O Pátria também avança de forma inédita em FIDCs, que são usados como formas de financiamento corporativos. Empresas que têm créditos a receber de clientes os colocam em fundos e captam recursos de maneira antecipada com investidores, que aplicam nesses papéis.

A Solis atua ativamente para buscar companhias que têm essa necessidade, faz análise de risco e crédito, estrutura, implementa e faz a operação e o controle desses FIDCs.

Com cerca de 100 funcionários, sendo um terço em São Paulo e dois terços em Fortaleza, a Solis gerencia R$ 28 bilhões em aproximadamente 120 fundos FIDCs, sendo R$ 19 bilhões de investidores únicos.

"Já somos líderes em FIPs (fundo de investimento em participações) e, com essa transação, nos tornamos líderes em FIDCs", afirma José Augusto Teixeira, Sócio e Head de Clientes do Patria no Brasil.
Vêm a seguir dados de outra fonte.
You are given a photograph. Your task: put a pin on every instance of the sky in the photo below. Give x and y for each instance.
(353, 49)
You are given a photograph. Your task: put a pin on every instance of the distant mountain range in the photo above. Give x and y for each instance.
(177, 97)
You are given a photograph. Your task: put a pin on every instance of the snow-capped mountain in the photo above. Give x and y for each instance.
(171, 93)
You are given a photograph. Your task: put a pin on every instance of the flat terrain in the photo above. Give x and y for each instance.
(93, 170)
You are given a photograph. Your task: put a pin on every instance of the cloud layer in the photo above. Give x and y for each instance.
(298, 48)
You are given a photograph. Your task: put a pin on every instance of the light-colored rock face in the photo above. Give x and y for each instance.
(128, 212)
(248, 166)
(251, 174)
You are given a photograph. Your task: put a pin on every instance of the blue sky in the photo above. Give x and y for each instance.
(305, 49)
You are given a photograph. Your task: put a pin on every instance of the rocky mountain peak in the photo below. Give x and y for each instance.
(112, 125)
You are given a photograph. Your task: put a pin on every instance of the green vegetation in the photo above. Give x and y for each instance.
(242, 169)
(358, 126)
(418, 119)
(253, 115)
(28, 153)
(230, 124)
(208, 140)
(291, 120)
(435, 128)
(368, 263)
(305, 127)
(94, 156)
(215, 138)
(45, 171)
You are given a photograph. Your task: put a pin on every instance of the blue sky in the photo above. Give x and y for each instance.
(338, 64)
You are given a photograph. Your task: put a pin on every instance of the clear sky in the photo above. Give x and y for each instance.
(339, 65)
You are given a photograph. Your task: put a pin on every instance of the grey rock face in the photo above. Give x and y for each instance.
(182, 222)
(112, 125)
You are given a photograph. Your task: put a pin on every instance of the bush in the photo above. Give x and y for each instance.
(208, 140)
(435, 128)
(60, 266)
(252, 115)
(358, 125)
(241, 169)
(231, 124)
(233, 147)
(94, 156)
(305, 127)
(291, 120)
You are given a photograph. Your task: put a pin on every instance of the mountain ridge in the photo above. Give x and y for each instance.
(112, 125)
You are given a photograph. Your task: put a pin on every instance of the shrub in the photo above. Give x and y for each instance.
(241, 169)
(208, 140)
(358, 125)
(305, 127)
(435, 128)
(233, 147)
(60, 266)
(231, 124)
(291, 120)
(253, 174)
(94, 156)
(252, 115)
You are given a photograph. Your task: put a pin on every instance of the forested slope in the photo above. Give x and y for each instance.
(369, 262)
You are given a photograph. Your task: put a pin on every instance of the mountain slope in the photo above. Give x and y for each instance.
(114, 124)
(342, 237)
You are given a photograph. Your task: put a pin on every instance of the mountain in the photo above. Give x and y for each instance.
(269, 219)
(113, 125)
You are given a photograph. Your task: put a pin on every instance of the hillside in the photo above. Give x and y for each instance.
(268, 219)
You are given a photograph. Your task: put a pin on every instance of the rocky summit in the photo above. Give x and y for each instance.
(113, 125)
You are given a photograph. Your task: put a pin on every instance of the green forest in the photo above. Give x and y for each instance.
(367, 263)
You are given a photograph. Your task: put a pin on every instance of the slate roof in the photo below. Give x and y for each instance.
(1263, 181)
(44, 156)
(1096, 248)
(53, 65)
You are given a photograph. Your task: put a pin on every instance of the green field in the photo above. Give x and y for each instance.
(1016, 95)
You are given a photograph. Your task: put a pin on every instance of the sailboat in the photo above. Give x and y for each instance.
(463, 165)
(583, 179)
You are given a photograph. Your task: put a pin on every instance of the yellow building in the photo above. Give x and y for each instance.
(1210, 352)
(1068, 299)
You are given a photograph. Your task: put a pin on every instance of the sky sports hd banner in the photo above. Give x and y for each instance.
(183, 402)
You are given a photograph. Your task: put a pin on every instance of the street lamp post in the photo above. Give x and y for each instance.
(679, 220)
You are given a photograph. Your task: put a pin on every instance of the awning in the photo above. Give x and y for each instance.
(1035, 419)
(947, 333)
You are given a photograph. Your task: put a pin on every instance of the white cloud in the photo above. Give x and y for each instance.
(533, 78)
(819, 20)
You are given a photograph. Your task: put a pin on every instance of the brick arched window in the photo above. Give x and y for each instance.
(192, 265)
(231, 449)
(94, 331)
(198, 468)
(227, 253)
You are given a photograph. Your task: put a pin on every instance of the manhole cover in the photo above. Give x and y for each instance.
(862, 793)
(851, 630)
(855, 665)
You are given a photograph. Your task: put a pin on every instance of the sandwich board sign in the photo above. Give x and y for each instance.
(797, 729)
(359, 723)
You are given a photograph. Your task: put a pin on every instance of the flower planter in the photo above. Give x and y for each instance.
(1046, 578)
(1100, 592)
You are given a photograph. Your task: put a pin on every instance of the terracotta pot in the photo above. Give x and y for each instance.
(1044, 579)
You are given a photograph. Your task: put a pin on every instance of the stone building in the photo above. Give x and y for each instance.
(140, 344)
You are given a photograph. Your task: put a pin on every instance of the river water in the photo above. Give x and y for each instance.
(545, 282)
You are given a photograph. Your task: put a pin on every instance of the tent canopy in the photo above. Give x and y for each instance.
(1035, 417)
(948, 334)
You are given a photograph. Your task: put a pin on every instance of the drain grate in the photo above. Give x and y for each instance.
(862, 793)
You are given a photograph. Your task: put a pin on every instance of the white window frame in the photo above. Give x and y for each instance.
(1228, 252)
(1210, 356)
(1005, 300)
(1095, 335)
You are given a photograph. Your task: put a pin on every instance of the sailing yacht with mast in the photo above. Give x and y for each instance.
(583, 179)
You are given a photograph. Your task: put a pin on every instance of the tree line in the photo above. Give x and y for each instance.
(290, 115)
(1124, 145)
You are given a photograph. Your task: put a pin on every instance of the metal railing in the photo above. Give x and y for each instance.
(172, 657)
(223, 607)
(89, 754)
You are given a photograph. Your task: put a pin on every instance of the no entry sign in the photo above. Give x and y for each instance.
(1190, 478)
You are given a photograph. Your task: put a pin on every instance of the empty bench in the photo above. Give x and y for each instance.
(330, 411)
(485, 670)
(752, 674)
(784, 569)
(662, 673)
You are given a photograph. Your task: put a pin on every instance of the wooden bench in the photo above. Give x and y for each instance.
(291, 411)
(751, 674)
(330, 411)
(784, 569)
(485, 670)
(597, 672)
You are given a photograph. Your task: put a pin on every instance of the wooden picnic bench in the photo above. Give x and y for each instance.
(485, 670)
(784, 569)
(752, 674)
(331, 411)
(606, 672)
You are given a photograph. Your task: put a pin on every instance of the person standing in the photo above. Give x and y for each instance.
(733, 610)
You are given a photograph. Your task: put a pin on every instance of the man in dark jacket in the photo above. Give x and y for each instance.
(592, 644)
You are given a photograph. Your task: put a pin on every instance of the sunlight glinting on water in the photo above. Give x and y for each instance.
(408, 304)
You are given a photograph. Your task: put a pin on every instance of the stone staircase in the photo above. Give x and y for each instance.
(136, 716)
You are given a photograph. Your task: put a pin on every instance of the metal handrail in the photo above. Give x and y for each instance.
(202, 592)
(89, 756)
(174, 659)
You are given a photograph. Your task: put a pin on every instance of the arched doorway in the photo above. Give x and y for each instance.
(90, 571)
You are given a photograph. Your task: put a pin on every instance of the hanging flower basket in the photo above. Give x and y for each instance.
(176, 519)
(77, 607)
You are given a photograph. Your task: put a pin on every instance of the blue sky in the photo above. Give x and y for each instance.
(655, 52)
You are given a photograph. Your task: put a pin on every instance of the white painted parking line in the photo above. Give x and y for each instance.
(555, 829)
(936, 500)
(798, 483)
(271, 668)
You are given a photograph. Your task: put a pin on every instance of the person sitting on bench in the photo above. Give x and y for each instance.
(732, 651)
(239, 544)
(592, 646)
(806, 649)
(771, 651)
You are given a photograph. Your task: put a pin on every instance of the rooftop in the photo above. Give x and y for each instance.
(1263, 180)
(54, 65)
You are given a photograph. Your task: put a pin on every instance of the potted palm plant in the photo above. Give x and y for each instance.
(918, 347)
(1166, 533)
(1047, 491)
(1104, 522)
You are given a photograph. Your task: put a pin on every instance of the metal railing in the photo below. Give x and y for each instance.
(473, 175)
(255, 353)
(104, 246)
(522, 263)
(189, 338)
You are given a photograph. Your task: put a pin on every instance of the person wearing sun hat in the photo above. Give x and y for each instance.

No negócio anunciado nesta quarta-feira, o Pátria adquire 51% da Solis e tem a perspectiva de comprar a fatia restante em três anos. Toda a equipe de gestão será mantida, com a perspectiva de replicar o crescimento que a gestora vem tendo recentemente. Nos últimos cinco anos, o volume de ativos sob gestão da companhia foi multiplicado por sete.

"A gente entende que essa nossa associação com o Pátria tem potencial muito interessante em relação a públicos-alvo que a gente não atende hoje, principalmente em relação a investidores institucionais", diz Delano Macêdo, sócio-diretor da Solis Investimentos. "Também a parte internacional, que a gente tem intenção de prospectar."

O Pátria tem atuação na América Latina, com operações fortes no Chile e Colômbia, mas também pretende contribuir com novos clientes, na ponta dos originadores de FIDCs. O Pátria tem em sua carteira, nas áreas que compram participações em empresas, como venture capital, growth e private equity, companhias que demandam o financiamento via FIDCs.

"Vamos embarcar com a identificação de todas as oportunidades de crédito dentro do nosso ecossistema que podem ser traduzidos para o mercado de capitais por meio de FIDCs", afirma Teixeira.